Devin enters this world weighing five pounds, seven ounces, in excellent fighting trim with all of the necessary and expected female-human appurtenances. Mother, Jenny, has a very slight fever, but is otherwise as well as a c-section leaves one. Father, Dr. Ben, is shuttling madly between nursery and wife's bedside. Otherwise, all is well.


----------



## cougartex (Jan 2, 2010)

Congratulations. :smt038


----------



## unpecador (May 9, 2008)

Excellent news, Steve, and welcome to baby Devin! Glad to hear all is well.


----------



## Baldy (Jun 21, 2006)

Congrats Steve. Glad to read that Mom and Baby are doing fine. I have several myself and one great granddaughter. I love them all. :smt1099


----------



## DJ Niner (Oct 3, 2006)

More congratulations from the Northern Plains!


----------



## ScottChapin (Jul 7, 2010)

Gratz!


----------



## barnesrl (Aug 22, 2010)

Congrats Steve! A great feeling isn't it. Just got a new one 10 days ago! )


----------



## bruce333 (Sep 1, 2006)

Congratulations!


----------



## VAMarine (Dec 25, 2008)

Great news!


----------



## TOF (Sep 7, 2006)

Congratulationsm Grand Children are great,

Now tell us what hideaway gun you have for her? :mrgreen:


----------



## Steve M1911A1 (Feb 6, 2008)

barnesrl said:


> Congrats Steve! A great feeling isn't it. Just got a new one 10 days ago! )
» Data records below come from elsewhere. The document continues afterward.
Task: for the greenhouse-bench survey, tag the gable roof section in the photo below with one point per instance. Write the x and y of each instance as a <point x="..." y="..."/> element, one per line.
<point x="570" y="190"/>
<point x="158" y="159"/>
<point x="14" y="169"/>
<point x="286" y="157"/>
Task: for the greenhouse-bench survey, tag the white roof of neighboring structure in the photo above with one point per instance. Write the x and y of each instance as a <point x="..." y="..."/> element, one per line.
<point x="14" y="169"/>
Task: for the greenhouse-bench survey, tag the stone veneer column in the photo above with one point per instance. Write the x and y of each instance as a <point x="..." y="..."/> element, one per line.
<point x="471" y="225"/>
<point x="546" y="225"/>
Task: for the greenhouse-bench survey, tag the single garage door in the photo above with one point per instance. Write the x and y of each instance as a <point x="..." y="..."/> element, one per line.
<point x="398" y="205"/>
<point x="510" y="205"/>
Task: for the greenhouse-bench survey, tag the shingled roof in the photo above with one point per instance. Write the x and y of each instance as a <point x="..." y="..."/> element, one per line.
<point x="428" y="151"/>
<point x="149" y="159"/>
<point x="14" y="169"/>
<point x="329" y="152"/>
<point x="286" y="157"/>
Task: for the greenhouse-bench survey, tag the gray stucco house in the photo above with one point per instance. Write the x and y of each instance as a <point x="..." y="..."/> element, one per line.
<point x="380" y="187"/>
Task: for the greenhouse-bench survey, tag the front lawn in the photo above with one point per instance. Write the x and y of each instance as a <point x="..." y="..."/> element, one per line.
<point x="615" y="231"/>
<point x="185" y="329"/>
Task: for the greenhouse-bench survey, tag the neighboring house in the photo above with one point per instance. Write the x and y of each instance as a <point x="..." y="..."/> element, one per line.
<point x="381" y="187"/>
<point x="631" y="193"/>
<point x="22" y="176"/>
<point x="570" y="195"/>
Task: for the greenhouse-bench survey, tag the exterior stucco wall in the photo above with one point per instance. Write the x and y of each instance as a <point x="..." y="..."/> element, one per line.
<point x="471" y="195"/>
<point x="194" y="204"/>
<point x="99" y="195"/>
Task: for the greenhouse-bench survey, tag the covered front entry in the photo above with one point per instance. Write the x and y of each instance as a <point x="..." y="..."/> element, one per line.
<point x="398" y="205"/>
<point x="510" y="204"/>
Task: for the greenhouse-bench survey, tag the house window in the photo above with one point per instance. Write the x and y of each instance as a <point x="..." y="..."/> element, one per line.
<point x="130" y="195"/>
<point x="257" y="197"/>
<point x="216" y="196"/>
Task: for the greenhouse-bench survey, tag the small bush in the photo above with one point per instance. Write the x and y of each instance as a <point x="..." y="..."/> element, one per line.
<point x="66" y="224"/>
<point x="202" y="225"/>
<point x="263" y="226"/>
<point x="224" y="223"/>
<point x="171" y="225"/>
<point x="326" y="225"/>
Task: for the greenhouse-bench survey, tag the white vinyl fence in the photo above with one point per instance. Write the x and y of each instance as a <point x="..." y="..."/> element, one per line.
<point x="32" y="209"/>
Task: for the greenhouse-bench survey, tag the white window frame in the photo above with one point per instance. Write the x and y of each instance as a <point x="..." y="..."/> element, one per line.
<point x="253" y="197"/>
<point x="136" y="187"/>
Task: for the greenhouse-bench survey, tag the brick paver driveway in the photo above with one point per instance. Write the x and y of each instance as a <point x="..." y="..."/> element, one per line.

My congratulations to you, as well!



TOF said:


> Congratulationsm Grand Children are great,
> 
> Now tell us what hideaway gun you have for her? :mrgreen:


Not now. All in good time. And not while they still live in New York City, either.
(But for certain, it'll be in .45 ACP.)


----------



## MLB (Oct 4, 2006)

Congratulations Steve. Best wishes to your new and improved family.


----------



## Frank45 (Feb 21, 2010)

Congradualtions on your grandchild and the new mom. May she be healthy her whole life and bring many years of joy to you and your wife.:smt023:smt038:smt041


----------



## tony pasley (May 6, 2006)

Congrats 
Grand children are a parents revenge on thier children for the grey hairs given.


----------



## James NM (Jan 4, 2007)

Congrats Steve. Hope all continues well for mother and child.


----------



## Steve M1911A1 (Feb 6, 2008)

tony pasley said:


> Congrats
> Grand children are a parents revenge on thier children for the grey hairs given.


True, Tony...
Take 'em to the zoo and have a wonderful time. Then fill 'em full of sugar and hand 'em back to the parents. :smt005

But instead, I intend to teach her to shoot. :smt083


----------



## Bisley (Aug 24, 2008)

Congratulations...hope you get to hold her soon. :smt023


----------



## tony pasley (May 6, 2006)

My grand daughter is 5 she is a horse rider with pink saddle and her own pink rifle and pink cammo outfits.


----------



## Steve M1911A1 (Feb 6, 2008)

Cool!
Well, I've got five years to catch up.


----------